The Coastal Commission and Environmental Law

November 13, 2008 | By PACIFIC LEGAL FOUNDATION

Yesterday the U.S. Supreme Court decided Winter v. NRDC, a case out of the Ninth Circuit concerning an injunction forbidding the Navy from using certain types of sonar as part of its training exercises off the coast of Southern California.  The Supreme Court held that the injunction should not have been issued, basically because the interests in national security outweigh the minor harm to aquatic species that may result from sonar use.  For more on the case, see the PLF on ESA post on Winter v. NRDC.

So, what's the Coastal Commission hook?  Well, as the Los Angeles Times reports, the Navy is planning to begin in February a new set of training exercises that are separate from the ones at issue in NRDC. What is interesting is that the Coastal Commission sees a role for itself in challenging these future exercises:

"We don't know what the Supreme Court decision means for the next go-round. We will have a new commander in chief. It's a new game," said Mark Delaplaine, an analyst with the California Coastal Commission. . . .

In February, the next set of training exercises begins under a new set of rules laid out in a massive environmental impact statement that has already been challenged by the California Coastal Commission.
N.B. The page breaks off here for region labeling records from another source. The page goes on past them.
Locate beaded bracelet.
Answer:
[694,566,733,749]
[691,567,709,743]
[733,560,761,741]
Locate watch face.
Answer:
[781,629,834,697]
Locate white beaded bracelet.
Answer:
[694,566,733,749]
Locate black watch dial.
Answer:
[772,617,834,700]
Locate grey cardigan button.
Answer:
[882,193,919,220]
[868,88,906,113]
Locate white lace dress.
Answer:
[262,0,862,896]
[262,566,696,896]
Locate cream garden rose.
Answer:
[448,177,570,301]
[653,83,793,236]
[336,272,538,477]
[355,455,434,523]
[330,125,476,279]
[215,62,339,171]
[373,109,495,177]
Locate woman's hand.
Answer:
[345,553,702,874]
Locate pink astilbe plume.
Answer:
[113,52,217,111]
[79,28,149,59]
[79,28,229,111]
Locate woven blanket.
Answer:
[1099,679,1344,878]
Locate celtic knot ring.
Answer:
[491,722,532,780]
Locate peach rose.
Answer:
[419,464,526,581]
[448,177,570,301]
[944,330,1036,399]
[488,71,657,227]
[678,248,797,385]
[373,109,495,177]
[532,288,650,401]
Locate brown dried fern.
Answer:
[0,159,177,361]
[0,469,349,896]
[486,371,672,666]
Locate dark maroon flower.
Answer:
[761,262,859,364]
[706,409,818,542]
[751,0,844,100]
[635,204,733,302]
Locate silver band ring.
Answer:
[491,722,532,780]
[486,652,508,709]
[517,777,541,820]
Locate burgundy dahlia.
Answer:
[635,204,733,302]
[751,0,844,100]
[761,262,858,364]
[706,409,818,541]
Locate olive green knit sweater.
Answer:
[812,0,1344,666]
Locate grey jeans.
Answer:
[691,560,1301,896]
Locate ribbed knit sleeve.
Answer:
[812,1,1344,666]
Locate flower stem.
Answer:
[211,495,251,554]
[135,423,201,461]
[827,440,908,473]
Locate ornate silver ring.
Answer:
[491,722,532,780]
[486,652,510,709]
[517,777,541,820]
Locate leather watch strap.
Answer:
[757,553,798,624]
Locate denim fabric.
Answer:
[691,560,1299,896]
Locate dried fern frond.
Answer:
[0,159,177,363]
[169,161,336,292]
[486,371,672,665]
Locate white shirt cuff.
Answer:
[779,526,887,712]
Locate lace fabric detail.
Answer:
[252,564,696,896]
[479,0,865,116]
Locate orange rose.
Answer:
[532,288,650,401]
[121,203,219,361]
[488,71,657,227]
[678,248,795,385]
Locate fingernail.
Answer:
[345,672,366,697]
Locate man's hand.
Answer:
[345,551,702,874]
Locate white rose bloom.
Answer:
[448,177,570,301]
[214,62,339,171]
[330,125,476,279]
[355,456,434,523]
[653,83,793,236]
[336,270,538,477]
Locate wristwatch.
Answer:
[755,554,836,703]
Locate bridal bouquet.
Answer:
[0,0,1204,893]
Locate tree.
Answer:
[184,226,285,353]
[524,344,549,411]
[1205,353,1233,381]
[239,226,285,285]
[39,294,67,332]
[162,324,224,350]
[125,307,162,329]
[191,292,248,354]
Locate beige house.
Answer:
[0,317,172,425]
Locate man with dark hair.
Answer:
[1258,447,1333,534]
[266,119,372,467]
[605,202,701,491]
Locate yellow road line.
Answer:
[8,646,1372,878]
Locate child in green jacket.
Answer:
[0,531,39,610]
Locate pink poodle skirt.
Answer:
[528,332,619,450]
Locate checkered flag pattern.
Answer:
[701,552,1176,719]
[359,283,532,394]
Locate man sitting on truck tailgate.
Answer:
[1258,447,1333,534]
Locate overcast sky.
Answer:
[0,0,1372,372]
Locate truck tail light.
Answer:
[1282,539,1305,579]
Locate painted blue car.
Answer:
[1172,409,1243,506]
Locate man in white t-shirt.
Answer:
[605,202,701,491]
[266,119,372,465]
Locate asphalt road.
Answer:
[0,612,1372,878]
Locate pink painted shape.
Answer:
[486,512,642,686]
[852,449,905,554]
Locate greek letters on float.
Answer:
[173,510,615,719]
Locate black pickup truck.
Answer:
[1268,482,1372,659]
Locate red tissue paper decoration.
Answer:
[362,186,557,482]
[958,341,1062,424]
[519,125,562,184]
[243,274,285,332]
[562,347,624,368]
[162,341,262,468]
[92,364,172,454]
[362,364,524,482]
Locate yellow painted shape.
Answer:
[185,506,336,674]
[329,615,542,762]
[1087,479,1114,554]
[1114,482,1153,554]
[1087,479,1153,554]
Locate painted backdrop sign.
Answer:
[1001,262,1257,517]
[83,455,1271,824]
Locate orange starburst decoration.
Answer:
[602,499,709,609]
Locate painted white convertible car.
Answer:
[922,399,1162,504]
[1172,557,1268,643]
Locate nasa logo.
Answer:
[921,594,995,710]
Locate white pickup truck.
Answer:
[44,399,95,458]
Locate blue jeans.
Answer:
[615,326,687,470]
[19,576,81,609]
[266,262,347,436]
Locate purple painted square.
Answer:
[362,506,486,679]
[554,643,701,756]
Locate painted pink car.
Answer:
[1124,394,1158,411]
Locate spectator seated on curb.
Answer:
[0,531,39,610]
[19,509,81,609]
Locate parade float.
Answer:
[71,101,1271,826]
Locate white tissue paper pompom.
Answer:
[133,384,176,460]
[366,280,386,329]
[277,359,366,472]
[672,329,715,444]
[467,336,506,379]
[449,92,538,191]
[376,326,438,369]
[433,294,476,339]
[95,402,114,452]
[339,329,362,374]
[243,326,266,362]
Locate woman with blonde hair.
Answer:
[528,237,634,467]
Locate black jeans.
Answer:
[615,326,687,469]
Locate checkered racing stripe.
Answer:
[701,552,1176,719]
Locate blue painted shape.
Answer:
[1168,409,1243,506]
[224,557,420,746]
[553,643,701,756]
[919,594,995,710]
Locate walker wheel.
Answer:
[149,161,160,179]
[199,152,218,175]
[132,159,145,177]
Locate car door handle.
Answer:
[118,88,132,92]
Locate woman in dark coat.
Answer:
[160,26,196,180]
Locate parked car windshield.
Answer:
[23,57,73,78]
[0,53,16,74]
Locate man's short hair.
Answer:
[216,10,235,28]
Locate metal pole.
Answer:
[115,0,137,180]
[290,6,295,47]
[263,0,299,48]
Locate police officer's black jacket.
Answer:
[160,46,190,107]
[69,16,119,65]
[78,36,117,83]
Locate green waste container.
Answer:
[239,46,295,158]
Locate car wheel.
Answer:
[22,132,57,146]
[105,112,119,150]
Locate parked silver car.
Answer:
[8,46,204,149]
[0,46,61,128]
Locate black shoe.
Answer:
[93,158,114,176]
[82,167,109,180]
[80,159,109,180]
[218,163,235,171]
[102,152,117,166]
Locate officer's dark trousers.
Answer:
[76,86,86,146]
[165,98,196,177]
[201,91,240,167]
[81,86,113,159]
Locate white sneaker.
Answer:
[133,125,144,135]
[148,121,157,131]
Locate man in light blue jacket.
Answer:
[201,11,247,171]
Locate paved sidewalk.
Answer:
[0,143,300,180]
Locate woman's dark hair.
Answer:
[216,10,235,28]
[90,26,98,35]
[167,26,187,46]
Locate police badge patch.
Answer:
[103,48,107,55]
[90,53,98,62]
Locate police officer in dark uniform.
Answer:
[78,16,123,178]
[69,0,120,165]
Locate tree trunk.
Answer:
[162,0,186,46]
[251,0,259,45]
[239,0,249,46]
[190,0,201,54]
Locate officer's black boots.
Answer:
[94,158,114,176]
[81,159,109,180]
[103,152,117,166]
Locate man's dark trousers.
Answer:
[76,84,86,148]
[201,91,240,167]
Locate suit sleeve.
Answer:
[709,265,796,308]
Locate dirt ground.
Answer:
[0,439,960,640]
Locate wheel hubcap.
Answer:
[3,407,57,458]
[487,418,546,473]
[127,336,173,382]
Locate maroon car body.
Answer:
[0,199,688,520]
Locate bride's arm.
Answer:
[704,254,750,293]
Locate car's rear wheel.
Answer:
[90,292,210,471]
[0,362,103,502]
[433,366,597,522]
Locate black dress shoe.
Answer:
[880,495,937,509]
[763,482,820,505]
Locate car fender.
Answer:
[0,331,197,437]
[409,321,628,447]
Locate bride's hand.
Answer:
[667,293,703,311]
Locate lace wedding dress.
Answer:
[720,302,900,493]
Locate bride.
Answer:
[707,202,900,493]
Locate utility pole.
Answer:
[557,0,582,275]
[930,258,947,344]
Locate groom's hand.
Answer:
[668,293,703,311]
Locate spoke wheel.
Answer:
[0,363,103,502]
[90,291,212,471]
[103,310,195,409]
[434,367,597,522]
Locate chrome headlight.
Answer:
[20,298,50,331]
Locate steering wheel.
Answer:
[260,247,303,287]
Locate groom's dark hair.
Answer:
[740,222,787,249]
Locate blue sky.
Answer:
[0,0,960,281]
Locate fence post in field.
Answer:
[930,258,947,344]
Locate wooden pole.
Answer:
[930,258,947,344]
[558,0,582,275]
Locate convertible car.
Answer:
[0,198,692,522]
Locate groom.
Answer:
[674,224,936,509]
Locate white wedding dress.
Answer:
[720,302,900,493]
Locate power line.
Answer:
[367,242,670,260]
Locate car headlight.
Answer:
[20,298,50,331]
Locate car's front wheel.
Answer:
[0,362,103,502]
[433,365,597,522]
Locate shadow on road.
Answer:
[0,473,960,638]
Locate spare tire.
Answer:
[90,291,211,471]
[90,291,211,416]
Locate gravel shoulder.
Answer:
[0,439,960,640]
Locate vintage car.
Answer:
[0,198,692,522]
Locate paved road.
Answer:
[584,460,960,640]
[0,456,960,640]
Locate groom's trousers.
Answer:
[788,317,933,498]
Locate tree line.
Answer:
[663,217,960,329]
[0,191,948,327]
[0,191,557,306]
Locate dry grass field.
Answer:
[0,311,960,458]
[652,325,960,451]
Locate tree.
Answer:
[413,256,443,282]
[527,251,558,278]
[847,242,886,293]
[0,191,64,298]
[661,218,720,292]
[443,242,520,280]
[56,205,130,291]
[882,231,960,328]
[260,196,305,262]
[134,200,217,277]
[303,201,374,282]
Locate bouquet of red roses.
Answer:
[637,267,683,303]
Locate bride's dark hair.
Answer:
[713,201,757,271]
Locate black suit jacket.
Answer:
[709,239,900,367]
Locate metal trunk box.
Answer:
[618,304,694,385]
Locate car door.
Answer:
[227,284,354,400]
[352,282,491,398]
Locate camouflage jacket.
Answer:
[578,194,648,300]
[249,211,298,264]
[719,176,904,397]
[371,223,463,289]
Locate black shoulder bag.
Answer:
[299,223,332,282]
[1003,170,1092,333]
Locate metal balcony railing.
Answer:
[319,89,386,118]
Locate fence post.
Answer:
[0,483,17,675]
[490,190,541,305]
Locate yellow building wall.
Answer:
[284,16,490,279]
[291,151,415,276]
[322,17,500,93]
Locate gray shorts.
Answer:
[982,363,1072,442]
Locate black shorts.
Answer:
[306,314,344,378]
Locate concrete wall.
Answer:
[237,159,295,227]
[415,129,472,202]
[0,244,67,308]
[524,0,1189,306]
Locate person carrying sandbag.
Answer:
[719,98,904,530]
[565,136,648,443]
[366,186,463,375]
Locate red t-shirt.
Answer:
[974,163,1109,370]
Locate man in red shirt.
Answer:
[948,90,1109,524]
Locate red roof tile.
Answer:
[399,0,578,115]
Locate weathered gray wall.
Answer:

Last month, the 12 commissioners nudged the Navy to again turn off sonar any time a whale or dolphin is spotted within 1.2 miles or a reasonable distance away, among other considerations. The Navy only wants to shut down its sonar when a marine mammal is seen within 220 yards.

"This Supreme Court decision doesn't necessarily give the Navy a green light to do what it wants," said Delaplaine, who managed federal matters for the commissioners. This could end up in court again, he said, or the Navy could decide to negotiate with the commission, which has certain powers to weigh in on federal activities under federal law.